第117章 有馬にて
『摂津国有馬』
古来より良き湯治場として名高いこの地は、はるか昔、まだ山々に神々が宿り、神と人の世が近しくあった頃より、既に霊験あらたかな地であったと伝えられている。
この地を最初に発見したのは、神代の昔、大已貴命(おおなむちのみこと)と少彦名命(すくなひこなのみこと)の二柱の神であったと言われている。
この二神が有馬を訪れた時、山深く、白い霧が立ちこめる谷に、傷を負った三羽の鴉(カラス)が舞い降りた。鴉(カラス)たちは、岩の裂け目から湧き出る不思議な湯に身を浸すと、みるみるうちに傷を癒し、再び空へと飛び立っていったという。
この光景を見た里人は「ここには命をよみがえらせる水がある」と驚き、やがてこの地は『霊泉』として知られるようになったという。
なお、温泉の在処を教えてくれたこの三羽のカラスだけが有馬に住むことを許されたと伝えられており、『有馬の三羽からす』と呼ばれている。
二人の神は荒れた土地に湯を整え、傷や病に苦しむ人々を救ったと言われ、これが有馬の湯治場としての始まりと伝えられている。

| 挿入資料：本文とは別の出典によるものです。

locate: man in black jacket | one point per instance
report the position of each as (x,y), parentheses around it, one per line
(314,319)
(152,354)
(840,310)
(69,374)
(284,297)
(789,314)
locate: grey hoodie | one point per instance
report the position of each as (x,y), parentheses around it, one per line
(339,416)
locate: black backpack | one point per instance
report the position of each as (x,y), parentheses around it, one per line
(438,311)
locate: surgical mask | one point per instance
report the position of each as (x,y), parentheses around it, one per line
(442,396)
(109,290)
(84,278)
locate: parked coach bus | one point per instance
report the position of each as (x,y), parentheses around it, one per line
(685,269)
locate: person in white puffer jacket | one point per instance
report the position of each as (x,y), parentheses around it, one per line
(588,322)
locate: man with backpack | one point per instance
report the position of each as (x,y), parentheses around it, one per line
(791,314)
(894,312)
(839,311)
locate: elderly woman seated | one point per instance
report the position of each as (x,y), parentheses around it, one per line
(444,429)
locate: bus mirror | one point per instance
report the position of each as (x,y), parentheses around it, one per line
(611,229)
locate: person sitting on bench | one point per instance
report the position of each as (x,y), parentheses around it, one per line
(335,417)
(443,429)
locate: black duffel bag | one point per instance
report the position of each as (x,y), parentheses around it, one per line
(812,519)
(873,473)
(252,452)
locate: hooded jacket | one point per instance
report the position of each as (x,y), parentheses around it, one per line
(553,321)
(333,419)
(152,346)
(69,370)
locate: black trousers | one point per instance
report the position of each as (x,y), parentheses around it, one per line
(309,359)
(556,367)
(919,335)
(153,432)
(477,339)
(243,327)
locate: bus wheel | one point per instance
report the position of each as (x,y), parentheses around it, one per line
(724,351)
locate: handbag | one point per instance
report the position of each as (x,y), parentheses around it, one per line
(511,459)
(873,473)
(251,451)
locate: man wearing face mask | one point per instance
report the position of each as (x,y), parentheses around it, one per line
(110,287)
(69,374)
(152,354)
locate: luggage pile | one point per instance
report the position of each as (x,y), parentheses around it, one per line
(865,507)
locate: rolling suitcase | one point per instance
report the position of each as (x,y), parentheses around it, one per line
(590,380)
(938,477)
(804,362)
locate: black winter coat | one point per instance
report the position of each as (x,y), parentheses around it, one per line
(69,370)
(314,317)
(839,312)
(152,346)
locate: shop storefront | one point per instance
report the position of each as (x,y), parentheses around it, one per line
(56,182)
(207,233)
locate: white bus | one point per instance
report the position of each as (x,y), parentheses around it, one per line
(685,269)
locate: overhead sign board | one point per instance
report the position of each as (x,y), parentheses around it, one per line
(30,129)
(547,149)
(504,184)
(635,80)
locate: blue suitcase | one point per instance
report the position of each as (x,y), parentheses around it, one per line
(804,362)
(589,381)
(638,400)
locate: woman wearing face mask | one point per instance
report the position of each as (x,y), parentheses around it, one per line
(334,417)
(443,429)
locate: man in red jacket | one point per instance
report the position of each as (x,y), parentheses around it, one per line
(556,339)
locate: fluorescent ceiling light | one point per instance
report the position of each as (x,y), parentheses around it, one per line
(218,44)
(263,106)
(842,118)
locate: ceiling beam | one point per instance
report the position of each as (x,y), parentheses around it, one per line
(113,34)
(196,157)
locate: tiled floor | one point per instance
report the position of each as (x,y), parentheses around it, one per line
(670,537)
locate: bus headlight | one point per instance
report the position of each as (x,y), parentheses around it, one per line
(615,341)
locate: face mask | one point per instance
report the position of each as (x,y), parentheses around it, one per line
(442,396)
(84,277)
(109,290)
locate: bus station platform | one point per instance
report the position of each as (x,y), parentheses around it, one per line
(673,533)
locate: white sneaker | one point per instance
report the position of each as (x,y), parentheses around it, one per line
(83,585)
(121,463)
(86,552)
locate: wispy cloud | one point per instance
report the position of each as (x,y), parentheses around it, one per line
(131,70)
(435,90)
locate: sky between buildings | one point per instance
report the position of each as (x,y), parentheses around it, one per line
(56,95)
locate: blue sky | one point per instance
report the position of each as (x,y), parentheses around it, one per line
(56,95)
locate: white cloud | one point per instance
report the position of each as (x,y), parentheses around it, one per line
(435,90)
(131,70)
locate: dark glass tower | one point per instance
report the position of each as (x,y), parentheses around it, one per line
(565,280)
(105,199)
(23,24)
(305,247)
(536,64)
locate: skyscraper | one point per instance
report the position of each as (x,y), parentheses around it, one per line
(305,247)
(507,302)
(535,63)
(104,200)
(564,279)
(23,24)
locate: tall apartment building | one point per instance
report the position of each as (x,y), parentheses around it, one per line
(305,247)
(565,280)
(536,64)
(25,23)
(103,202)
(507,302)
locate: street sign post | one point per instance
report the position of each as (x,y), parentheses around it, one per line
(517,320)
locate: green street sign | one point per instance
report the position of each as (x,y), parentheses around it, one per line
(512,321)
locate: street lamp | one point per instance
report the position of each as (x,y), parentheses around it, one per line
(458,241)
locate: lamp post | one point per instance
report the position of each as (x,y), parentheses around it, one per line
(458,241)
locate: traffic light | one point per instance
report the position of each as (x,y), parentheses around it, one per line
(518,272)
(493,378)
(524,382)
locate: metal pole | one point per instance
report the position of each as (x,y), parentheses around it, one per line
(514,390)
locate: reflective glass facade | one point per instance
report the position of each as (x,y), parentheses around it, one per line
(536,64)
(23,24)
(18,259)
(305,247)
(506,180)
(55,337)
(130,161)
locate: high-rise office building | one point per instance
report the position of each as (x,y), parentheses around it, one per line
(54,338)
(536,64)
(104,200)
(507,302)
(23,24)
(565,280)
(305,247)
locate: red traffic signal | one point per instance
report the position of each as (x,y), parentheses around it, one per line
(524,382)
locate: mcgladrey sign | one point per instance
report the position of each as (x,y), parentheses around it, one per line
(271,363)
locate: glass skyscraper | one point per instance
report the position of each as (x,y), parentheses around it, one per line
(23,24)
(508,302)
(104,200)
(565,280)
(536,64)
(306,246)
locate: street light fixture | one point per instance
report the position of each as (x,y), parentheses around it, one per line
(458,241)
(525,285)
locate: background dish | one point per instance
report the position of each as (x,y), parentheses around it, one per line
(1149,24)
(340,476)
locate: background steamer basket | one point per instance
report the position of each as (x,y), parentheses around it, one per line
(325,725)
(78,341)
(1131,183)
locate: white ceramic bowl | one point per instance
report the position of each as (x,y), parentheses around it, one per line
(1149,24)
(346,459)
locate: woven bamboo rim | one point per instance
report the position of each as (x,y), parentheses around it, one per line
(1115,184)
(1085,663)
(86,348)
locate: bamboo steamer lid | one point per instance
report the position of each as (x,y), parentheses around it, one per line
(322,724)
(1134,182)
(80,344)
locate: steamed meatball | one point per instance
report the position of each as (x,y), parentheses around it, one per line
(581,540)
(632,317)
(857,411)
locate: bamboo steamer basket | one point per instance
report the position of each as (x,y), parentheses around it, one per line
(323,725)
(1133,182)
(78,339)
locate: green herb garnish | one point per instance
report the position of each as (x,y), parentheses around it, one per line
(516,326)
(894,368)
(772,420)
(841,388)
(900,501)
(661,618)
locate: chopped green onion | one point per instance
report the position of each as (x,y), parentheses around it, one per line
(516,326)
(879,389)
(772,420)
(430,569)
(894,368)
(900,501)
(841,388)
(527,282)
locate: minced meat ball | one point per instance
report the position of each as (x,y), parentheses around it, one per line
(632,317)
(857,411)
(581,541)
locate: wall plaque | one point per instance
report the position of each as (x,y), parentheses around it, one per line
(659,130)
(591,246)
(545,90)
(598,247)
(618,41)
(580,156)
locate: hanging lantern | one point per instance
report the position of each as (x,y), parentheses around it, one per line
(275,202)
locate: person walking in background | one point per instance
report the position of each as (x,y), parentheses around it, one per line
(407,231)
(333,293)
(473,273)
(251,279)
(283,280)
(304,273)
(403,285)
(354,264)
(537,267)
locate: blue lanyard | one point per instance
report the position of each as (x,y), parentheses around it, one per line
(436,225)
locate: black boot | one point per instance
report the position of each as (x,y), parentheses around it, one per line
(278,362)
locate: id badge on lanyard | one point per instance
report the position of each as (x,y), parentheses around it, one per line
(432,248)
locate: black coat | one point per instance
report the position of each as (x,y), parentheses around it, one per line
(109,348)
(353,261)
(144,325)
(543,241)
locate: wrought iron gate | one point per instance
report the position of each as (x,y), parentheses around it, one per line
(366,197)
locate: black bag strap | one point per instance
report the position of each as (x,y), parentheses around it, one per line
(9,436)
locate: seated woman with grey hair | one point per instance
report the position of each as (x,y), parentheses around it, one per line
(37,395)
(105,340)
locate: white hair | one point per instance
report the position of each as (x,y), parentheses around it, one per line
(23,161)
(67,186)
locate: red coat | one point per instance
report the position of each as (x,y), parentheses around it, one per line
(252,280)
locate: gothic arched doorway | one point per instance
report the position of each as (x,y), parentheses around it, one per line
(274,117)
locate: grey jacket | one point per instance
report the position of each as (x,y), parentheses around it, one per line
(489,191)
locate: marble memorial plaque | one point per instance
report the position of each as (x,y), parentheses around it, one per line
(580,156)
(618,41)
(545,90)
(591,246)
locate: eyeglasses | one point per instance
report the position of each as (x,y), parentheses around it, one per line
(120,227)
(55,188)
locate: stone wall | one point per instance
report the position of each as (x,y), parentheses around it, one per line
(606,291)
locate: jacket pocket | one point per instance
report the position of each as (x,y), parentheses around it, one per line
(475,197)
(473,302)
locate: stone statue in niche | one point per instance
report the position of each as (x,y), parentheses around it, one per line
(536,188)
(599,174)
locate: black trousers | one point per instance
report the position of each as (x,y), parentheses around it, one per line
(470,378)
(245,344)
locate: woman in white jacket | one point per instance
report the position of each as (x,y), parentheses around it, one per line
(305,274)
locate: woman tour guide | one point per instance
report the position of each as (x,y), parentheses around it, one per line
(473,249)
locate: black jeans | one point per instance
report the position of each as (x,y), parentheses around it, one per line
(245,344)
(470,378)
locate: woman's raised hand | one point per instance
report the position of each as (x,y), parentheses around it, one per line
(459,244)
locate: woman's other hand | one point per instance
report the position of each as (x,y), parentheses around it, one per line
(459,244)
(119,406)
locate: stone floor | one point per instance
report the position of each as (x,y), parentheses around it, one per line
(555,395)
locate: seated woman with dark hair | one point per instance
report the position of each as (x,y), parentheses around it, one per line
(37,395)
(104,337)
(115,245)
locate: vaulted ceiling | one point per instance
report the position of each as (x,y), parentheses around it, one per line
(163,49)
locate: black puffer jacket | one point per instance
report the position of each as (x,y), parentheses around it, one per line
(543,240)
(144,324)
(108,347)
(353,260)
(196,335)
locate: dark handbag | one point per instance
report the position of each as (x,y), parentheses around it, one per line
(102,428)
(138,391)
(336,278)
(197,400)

やがて平安の世になると、都の公家衆も有馬の湯を求めて、こぞってこの地を訪れるようになったのである。
有馬の湯には二つの性質がある。
一つは、鉄分と塩分を多く含み、空気に触れると赤褐色に変わる『金泉』
もう一つは、無色透明で炭酸を含む『銀泉』
まるで大地の深奥から湧き出る『血』と『霊気』のように、異なる性質を持つこの二つの湯が同じ場所で湧き出るーそれが有馬の神秘とされ、多くの人がその効能を求めてこの地を訪れる由縁となっているのである。